今時、こうして今年の目標なんてものを貼るのはちょっと時代遅れじゃないだろうか。廊下に張り出されていたのは、自分のプロフィールのようなものだ。中学に入ってのGW明けには貼られていた。
「緑川のはこれだね」
「……オレのはみなくても良くない?全部知ってるだろ」
ヒロトが緑川が書いたものをふむふむと眺めた。
「いや、知らないこともあるよ」
ヒロトは指を示したのは、“今年の目標または座右の銘”のところだ。オレは【今年の座右の銘は、百聞は一見に如かず】と書いた。

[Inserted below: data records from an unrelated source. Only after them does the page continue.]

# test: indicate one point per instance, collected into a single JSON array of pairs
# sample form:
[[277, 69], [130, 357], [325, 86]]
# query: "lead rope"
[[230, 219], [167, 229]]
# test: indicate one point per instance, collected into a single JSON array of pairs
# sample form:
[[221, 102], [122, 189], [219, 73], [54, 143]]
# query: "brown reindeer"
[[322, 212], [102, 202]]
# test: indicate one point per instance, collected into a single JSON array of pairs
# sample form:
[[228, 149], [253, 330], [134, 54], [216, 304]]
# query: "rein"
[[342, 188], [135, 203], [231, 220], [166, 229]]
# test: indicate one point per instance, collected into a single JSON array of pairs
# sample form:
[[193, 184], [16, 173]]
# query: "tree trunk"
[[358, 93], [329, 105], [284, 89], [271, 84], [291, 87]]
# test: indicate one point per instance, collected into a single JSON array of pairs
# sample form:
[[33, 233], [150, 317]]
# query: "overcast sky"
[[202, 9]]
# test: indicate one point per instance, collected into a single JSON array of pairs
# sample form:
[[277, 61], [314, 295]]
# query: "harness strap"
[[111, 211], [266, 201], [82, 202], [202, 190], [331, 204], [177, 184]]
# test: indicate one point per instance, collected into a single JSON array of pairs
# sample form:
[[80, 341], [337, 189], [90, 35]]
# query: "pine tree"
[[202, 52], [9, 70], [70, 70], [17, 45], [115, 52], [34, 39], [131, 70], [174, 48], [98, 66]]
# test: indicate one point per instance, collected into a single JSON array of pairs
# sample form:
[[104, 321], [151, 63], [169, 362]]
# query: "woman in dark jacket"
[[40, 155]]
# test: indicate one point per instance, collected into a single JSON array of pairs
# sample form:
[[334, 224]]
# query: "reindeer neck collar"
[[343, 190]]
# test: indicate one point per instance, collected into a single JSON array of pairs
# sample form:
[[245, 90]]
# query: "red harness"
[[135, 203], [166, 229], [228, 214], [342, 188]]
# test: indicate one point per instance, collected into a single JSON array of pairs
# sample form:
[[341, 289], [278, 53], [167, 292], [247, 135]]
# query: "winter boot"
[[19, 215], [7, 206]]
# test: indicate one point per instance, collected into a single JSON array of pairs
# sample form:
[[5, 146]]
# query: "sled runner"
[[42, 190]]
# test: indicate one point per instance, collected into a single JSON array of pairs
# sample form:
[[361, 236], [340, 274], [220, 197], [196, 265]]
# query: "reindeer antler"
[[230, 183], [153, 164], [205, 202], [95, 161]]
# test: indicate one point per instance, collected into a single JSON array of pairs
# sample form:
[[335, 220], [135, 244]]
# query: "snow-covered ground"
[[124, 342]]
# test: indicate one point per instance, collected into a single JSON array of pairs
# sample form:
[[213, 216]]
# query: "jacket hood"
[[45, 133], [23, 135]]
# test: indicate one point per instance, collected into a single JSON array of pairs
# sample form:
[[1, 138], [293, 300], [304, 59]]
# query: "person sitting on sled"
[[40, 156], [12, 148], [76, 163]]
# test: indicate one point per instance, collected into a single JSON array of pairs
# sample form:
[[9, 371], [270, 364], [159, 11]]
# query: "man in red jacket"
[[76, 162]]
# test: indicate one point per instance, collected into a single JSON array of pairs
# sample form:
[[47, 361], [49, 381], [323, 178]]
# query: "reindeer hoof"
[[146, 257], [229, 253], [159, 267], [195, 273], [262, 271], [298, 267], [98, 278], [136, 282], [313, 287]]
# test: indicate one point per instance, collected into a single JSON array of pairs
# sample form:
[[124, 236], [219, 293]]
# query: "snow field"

「緑川は面白いよね。どちらかで良かったのにどっちの要素も含んで答えている」
そうかなーと緑川は少し照れた。一応褒められたようで、素直に嬉しい。
「ヒロトは何て書いたの?」
緑川がきくと、ヒロトは自分の書いたものがある場所を指差した。緑川のものと少し離れていたので、数歩歩いて顔を上へと向けて、ああと納得した。
「ヒロトは本当に父さんのことが好きだよねー」
緑川は頭の後ろで手を組んで明るく言った。
「皆好きだろ、父さんのことは」
ヒロトはニコニコと笑う。
キンコーンとチャイムがなって、そそくさと教室に二人は戻った。
 
【父さんの役に立つことをする】

ヒロトには本当にそれしかないんだなと緑川は前に座るヒロトをみて思ったのだった。